Without the requisite funding and support, Brazil's national program was largely dormant after the Olympics. Some of the country's best female players moved on to successful professional careers in Europe, but Brazil itself resurfaced only last fall for World Cup qualifying, when the team qualified for China but dropped a 2-0 decision against regional rival Argentina. Brazil's No. 8 position in the most-recent FIFA rankings is hardly a true reflection of the team's. Instead, that number seems to be a balance of Brazil's top-five potential and its mid-teens organization.

Those factors seem to indicate that the United States will get surely a challenge on Saturday, exactly how polished a challenge it will be is more difficult to pin down.

"I expect technical, expect a lot of passing, a lot of touches on the ball -- crafty, creative," Wambach said. "I don't expect them to play direct, by any stretch. I expect them to get a lot of numbers around the ball and to play a style that is very different from ours."

Brazil will be without Marta, the 2006 FIFA Player of the Year, because of the striker's professional obligations to her Swedish club team. But unlike some international sides, the Brazilians do have a certain degree of depth, especially up front.

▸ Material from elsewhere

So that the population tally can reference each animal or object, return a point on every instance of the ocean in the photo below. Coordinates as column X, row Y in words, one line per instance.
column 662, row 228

"They're still a great team, because Cristiane and Katia are so good," coach Greg Ryan said. "In the Olympics, Marta and Cristiane were really dominant and Katia was coming off an injury. Now you basically replace Marta with Katia, who is a handful as a different type of player. But I think if they can get all three of those kids on the park together, they're going to be very strong."

Last week was supposed to be the game in which China, under its new coaching regime, broke out of the bunker so many teams employ against the United States and pushed the Americans. It didn't happen, and Ryan's team eventually wore down the organized Chinese on the strength of two Wambach goals in the second half. But the Brazilians appear to have neither the requisite training time nor the inclination to sit back and strategically defend, potentially giving the United States a rare and valuable opportunity to have its own weaknesses probed in a game with no long-term consequences.

"They're very skillful, hard to dispossess on the ball," Ryan said. "Two extremely fast and gifted strikers in Katia and Cristiane, Cristiane left-footed and Katia-right footed -- two if the best in the world. So that's going to pose some real problems for us. A great midfield in possession with Daniela, Formiga and Renata Costa, and then a lot of young players. I think they've got a lot from the U-20 side that did well over in Russia [at the U-20 World Championships last fall]. It's going to be interesting. They're under a new coach, and it's still Brazilian soccer but a little bit different from Rene Simoes, who did such a great job with the team in the Olympics."

Half a world away from the site of this year's World Cup and nearly as far away from the site of the last major international tournament, the United States and Brazil will renew what once looked like, and what could still be, a rivalry between the two nations best suited to carry women's soccer through its next evolution.

"I was definitely a young player in the Olympics," Tarpley said. "Everything was new for me, so I embraced the opportunity and took it as a huge learning experience. It definitely helped me as a person and as a player, being in those situations. Now I feel much more confident and I'm trying to be more of a leader and let my personality emerge."

Three years after the game in the Olympics, it seems everything and nothing at all has changed as a promising Brazilian side squares off against an established American side.